Understanding the Recent Changes in Arizona Medical Marijuana Laws
In the state of Arizona, medical cannabis can be used for therapeutic purposes, according to the Arizona Medical Marijuana Act passed in 2010. However, the state doesn’t allow recreational cannabis. In 2019, some changes were initiated to the original medical marijuana program of the state.
It aims to allow a new registration system for patients and safe access to high-quality medicines. Here are some changes that you should understand about these laws.
The Validity of MMJ Card in Arizona
Despite the misconceptions, the validity of the Arizona medical marijuana card depends on the expiration date given on the card. You can buy cannabis from licensed dispensaries and possess not more than 2.5 ounces of the medicine only if your card is valid.
However, the cards issued after August 27, 2019, are covered by the SB 1494 law that makes the cards valid for two years. Also, the fee structure was changed with these amendments. The fee for MMJ card is $150/year or $75 for SNAP holders.
Introduction of E-Cards
From December 1, 2019, the law has mandated the option of electronic cards for patients in Arizona. The medical marijuana program is undergoing massive progress in the state. Nearly 1000 cards are produced by DHS almost every day. With the introduction of e-cards, the process will become easier for the patients and dispensaries as well.

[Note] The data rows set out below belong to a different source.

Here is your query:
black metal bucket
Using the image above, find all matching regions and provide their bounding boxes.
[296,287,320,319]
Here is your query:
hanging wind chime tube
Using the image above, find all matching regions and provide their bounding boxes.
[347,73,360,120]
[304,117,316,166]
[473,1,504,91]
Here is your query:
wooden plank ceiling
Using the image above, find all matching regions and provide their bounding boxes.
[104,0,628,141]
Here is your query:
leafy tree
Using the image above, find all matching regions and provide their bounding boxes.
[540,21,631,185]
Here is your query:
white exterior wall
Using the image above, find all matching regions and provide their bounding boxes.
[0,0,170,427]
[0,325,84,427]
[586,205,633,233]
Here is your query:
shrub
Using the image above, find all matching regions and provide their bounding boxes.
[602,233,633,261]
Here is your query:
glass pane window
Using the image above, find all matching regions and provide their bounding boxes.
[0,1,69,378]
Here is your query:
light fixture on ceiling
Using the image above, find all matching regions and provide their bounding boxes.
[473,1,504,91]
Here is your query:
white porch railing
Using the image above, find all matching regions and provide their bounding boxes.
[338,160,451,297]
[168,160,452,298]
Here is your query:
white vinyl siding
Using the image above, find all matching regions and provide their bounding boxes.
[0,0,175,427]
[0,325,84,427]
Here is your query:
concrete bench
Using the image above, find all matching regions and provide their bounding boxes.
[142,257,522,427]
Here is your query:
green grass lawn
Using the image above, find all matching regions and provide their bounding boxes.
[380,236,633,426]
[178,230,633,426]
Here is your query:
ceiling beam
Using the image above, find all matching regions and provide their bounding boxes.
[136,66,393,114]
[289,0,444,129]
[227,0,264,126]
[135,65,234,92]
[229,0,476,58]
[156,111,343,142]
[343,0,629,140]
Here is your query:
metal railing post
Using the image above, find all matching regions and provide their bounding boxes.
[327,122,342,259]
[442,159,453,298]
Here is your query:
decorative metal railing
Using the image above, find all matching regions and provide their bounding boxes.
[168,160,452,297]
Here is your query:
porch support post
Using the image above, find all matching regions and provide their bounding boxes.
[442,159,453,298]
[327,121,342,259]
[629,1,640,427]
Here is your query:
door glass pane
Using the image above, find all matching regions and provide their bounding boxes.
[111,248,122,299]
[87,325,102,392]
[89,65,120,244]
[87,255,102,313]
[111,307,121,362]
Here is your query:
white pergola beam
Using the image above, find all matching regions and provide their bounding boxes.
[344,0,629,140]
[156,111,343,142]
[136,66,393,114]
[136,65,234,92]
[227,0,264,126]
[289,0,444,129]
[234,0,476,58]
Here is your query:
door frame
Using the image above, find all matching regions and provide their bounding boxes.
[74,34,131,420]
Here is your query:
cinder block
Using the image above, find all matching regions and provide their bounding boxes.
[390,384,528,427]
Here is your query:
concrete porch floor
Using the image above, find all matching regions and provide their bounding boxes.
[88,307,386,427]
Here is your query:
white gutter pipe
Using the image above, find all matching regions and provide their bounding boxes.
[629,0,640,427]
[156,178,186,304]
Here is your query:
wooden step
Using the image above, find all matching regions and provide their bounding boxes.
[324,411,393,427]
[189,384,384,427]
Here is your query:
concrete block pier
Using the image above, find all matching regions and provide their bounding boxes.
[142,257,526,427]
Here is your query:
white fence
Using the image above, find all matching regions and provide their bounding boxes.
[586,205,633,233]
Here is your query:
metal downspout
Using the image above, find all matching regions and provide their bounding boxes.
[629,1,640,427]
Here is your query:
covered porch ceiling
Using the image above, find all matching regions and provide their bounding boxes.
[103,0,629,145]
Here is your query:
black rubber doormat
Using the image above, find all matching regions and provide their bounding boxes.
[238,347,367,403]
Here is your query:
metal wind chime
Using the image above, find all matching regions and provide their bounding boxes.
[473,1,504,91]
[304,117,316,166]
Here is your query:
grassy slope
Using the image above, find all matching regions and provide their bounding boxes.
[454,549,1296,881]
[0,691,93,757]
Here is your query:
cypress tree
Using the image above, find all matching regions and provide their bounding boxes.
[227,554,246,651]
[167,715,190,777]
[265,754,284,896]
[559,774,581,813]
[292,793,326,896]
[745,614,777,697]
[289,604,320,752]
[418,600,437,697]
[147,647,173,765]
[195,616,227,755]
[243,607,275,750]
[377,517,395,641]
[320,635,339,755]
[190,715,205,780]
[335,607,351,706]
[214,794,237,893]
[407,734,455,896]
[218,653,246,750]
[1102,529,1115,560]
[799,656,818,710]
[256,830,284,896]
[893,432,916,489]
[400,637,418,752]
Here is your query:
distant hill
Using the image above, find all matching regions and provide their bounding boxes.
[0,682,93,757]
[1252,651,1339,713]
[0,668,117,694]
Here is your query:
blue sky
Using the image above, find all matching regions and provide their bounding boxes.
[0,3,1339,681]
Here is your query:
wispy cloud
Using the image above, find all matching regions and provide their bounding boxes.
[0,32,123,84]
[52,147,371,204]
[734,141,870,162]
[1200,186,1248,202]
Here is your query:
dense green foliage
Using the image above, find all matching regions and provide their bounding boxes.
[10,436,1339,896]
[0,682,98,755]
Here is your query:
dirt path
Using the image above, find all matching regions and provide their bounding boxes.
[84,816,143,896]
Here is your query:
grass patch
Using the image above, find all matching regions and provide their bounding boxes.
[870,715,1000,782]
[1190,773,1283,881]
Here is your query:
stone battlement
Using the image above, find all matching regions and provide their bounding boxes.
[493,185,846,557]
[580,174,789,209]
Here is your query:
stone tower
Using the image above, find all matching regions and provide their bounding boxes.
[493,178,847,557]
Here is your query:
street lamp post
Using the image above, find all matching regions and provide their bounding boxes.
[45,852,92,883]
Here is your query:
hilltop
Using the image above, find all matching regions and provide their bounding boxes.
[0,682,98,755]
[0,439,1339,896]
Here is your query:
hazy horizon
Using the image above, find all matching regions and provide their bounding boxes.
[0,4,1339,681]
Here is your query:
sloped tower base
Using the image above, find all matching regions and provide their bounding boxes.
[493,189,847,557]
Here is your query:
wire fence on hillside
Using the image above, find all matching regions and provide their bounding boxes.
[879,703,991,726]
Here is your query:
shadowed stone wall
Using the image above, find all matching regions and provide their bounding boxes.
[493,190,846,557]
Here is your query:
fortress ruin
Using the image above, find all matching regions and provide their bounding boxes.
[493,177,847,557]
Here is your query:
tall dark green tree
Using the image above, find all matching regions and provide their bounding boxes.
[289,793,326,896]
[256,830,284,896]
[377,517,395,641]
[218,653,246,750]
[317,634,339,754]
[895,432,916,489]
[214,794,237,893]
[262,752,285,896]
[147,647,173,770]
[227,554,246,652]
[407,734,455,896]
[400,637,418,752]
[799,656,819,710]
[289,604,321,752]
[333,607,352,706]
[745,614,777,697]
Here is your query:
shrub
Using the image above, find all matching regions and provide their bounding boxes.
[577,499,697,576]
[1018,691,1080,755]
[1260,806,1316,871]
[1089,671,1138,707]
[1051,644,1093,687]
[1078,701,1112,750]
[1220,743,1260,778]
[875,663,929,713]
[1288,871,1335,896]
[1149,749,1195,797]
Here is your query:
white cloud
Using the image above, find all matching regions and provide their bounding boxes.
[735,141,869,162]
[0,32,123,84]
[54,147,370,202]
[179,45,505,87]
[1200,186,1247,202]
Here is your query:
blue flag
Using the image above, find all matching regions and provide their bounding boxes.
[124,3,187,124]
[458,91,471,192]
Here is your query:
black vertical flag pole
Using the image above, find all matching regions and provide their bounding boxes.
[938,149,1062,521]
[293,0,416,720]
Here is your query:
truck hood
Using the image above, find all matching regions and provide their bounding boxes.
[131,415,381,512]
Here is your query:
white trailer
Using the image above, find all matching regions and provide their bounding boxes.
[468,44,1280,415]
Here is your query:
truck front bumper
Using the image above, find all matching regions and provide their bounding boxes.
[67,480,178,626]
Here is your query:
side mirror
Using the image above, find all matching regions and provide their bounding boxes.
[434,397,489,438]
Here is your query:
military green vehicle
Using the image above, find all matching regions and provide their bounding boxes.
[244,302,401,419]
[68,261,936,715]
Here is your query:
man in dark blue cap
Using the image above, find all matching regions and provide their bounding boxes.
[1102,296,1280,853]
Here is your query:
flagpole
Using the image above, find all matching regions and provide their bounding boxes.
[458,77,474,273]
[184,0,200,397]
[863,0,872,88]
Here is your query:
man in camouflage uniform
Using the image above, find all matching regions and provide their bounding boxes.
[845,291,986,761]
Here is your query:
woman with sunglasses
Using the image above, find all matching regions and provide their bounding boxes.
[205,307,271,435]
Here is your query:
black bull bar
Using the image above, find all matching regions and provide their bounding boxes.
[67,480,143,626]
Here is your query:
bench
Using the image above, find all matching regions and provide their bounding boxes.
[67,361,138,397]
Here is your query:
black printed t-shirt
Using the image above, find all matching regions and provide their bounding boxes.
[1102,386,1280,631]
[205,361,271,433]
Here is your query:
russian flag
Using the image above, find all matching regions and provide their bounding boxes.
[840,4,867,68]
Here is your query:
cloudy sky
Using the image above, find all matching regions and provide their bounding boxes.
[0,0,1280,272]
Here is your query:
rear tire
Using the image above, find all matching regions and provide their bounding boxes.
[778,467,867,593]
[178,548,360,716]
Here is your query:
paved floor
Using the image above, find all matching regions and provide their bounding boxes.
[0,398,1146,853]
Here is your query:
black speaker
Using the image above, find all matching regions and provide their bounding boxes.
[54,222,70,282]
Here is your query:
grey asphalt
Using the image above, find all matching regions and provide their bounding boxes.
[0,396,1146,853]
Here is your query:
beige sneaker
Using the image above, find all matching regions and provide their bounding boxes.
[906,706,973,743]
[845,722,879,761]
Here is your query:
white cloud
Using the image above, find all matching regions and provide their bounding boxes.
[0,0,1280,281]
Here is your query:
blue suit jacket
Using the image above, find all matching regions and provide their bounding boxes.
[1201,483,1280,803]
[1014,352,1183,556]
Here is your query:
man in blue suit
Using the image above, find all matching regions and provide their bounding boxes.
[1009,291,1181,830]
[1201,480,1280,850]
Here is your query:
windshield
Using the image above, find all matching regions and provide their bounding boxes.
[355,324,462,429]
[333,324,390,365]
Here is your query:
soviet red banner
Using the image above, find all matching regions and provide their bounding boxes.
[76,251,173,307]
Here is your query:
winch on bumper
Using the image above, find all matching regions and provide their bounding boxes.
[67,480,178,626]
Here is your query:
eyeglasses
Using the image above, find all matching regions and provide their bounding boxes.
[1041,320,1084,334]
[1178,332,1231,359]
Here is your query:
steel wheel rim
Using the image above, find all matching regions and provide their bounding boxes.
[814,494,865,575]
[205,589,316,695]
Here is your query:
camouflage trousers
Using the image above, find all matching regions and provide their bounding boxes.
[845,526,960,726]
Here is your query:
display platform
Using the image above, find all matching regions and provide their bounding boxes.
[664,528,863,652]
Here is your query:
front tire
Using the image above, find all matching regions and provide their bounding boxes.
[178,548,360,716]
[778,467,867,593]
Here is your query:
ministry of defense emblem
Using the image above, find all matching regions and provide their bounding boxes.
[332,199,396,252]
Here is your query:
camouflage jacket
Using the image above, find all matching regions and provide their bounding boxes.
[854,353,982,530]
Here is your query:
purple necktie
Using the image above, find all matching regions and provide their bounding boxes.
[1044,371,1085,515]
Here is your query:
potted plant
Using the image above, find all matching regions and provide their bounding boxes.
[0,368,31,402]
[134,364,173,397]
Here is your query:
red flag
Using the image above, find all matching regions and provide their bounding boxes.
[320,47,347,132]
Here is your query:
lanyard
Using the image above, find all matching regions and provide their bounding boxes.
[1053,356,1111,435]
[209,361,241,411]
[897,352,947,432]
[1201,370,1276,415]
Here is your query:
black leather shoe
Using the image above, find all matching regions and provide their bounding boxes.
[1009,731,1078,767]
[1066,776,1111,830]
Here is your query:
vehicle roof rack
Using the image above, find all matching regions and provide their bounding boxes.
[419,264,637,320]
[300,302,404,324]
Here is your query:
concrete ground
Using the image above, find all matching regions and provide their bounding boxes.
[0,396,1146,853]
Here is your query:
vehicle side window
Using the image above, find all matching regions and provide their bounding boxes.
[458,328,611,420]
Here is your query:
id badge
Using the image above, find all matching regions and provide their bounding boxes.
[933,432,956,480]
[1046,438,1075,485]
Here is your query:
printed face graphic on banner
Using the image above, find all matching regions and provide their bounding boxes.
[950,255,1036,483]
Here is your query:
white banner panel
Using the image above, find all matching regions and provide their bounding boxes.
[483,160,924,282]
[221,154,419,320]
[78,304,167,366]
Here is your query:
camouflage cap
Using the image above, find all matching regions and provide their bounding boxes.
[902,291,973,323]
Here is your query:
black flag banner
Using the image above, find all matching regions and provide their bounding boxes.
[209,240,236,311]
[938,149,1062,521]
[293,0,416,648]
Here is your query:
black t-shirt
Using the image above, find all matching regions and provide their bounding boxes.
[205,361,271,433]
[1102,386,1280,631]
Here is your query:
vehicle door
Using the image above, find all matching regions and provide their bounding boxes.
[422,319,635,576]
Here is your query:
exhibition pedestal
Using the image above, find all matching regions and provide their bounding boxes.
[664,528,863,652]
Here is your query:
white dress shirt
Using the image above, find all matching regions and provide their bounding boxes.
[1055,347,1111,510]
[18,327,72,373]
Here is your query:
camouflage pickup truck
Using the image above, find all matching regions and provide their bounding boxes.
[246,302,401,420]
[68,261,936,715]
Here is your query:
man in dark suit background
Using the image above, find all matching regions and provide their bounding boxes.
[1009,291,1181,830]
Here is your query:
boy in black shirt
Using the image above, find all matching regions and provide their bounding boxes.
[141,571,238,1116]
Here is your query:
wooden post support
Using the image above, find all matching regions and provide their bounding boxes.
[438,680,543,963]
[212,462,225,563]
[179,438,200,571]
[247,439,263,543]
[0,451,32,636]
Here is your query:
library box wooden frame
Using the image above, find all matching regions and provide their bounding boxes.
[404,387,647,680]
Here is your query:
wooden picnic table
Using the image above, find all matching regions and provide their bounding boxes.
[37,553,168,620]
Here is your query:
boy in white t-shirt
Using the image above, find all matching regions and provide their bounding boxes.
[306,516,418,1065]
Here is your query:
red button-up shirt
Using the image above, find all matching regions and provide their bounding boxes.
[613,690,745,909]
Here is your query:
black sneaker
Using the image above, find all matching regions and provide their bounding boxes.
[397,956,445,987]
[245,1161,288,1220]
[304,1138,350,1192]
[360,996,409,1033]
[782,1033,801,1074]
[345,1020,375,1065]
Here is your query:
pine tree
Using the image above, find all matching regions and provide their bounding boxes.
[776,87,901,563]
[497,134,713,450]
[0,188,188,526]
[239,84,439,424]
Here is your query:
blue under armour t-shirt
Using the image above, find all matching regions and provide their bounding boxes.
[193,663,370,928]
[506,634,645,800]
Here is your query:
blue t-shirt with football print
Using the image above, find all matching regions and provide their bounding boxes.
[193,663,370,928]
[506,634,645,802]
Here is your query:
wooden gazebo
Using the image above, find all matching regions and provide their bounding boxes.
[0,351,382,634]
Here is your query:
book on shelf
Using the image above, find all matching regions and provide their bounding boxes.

While patients don’t have to carry the card everywhere, dispensaries can also reduce the waiting period for registration using the online processes. It streamlines the procedure for applying and getting approvals by registered physicians for the patients.
Testing Procedures for Medical Cannabis
Currently, the state of Arizona has nearly 6-7 marijuana testing laboratories. However, with the new legislation, the process of testing has also improved. The changes allow proper testing of cannabis samples, starting from November 1, 2020.
From this date, patients can ask for test results related to any batch of medical cannabis products. It will allow restrictions and fines for companies that repeatedly violate the standards.
According to new changes, there will be a council to address issues like handling the batches with high contaminants and determining the responsibilities of dispensaries selling MMJ products. From cannabis buds to concentrates, the patients can ask for testing results at any phase of the cannabis cycle.
Likely Impact on Physicians
One of the unseen influences of the new SB 1494 law is the impact on the doctors. The new system allows the validity of two years for Arizona medical marijuana card. As a result, there may be a loss in revenue for the doctors and certification providers.
Since they write recommendations and ensure the legal implementation of MMJ laws, it is hard to ignore the impact of changes in their practice. On the brighter side, the law is expected to bring more patients to the program. As a result, the revenues will balance out between the new and returning patients.
In some other states like California, the rate of failure for cannabis testing has increased in the past years. Hence, the Arizona government is trying to regulate the entire process from screening to distribution to improve its MMJ program using these new laws.